The power to change the face of business lies in the hands of innovative companies who use the data they already have to empower their decision-making. Business Intelligence and Data Warehousing offer that empowerment.
Data Warehousing, a component of many Business Intelligence systems, gives companies the power to analyze their existing data in order to make decisions that can enhance their competitive advantage, their understanding of their customer, their product performance, or any other aspect of the business. The actual Data Warehouse is a storage facility for historical data that is in a structure and form that is easily accessible. From this facility, data can be extracted to get holistic view of what is going on within a company, a product line, or even the just one business unit.

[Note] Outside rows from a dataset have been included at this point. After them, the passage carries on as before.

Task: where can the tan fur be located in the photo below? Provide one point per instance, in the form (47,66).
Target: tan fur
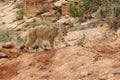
(40,34)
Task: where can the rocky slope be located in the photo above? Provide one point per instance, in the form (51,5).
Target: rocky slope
(93,55)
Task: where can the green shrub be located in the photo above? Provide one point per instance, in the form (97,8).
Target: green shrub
(18,5)
(6,35)
(20,14)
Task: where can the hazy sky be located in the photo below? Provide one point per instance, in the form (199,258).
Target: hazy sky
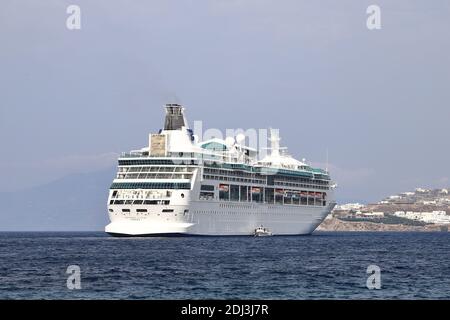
(378,100)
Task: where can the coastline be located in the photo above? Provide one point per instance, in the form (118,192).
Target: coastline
(334,224)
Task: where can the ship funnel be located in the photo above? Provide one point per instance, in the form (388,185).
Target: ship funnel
(175,119)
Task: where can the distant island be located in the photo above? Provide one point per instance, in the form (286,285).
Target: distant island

The Data Warehouse is part of a process that most commonly begins with company databases that hold transactional data. This data is pulled from these databases, like the inventory database, and put into an “Extraction-Transformation-Loading” System, which cleans the data to make it more user-friendly and parallel. The newly cleaned data is then sent to the Data Warehouse. Often, the user interacts with a data mart, instead of the actual Data Warehouse.
The history of Data Warehouses began with systems that were filled with data that was unused and inaccessible. Data Warehouses evolved to bridge the gap between information that useful and useless. Since then, not only big companies have been using Data Warehouses, but there has been a move for small and medium sized companies to enjoy the benefits of a Data Warehousing system. The banking and financial services industry uses Data Warehousing the most.

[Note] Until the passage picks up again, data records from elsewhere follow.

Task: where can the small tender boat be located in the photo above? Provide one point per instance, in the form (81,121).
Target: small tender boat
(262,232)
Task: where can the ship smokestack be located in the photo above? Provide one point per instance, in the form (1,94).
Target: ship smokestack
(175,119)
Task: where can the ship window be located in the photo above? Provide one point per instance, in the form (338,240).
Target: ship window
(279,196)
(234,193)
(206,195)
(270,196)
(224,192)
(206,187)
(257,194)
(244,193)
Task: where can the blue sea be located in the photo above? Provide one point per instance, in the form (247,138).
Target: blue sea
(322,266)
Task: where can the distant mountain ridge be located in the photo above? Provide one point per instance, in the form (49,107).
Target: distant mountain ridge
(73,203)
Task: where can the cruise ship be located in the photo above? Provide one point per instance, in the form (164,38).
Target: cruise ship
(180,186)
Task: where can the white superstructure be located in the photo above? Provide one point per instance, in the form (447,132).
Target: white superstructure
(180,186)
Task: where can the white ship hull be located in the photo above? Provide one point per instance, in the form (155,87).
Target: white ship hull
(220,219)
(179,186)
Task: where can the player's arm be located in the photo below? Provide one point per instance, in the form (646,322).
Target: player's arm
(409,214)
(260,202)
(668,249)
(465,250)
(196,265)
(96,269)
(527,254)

The purpose of a Data Warehouse is to solve a specific business problem, like credit card risk management. If solving this problem makes a company more productive, the company becomes more profitable. Like any large business project though, there are many risks that must be acknowledged. They include cost, which can easily enter the millions, finding a software solution that fits specifically fits their needs, and finding someone within the company who can lead the company to successfully use the system. Companies who do not look into using a Data Warehouse also run the risk of losing competitive advantage over companies with Data Warehouses who might be able to derive benefit from their investment.
It is very important before a company implements a Data Warehousing system that they look at certain factors to decide whether their company could benefit from a Data Warehouse, and then look at factors that make a Data Warehouse successful. The criteria to decide if a Data Warehouse would be useful include looking at the companies mission statement and long-term goals, whether they have high intensity and frequency of transactions, if their product is at a mature stage of the product-life-cycle and if they can make their relationship with their supplier tighter. A successful Data Warehouse focuses on a real problem, uses detailed historical data, trusts that data, applies technology to the business, and has a champion within the company.

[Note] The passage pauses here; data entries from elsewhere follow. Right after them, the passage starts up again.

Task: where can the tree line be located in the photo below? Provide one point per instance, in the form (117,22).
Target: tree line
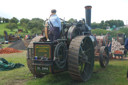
(109,23)
(36,25)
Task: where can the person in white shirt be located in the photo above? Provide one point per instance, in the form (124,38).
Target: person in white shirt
(55,26)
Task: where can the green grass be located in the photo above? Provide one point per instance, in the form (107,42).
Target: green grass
(3,27)
(114,74)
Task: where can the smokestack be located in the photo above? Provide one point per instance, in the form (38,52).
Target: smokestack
(88,15)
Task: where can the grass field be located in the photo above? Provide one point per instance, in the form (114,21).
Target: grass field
(114,74)
(3,28)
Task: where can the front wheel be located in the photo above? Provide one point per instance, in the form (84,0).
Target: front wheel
(81,58)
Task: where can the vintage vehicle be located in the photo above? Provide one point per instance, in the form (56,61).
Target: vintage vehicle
(73,52)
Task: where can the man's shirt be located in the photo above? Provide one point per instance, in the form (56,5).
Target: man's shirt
(54,19)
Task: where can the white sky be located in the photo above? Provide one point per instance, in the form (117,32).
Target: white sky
(101,9)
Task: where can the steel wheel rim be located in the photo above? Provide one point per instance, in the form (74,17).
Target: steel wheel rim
(86,60)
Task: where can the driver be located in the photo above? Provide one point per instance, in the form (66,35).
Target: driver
(55,26)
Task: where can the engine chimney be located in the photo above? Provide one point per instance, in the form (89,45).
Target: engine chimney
(88,15)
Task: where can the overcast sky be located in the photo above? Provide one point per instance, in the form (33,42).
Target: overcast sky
(101,9)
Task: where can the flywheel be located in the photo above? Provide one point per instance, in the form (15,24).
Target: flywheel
(81,58)
(30,55)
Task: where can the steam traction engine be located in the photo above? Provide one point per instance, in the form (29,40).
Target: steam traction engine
(74,52)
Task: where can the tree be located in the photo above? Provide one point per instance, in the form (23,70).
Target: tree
(14,20)
(95,25)
(24,21)
(11,26)
(6,20)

In conclusion, implementing a Data Warehousing system can be very risky and costly. For this to be a worthwhile project for a company to undertake, the company should be able to define exactly what they want the Data Warehouse to do for them, and to acknowledge the risks and benefits involved. By evaluating the uses and successes or failures of other company’s experiences, a company thinking of implementing a Data Warehousing solution can make an informed decision. A Data Warehouse can be very powerful or it can be a huge drain on a company’s budget. “With the desired data available, managers acquire the power to analyze the variables influencing the market” (Parzinger, “Creating Competitive Advantage...“, 3). Companies must remember that a Data Warehouse could give them the edge over the competition that makes them the next Data Warehousing success story.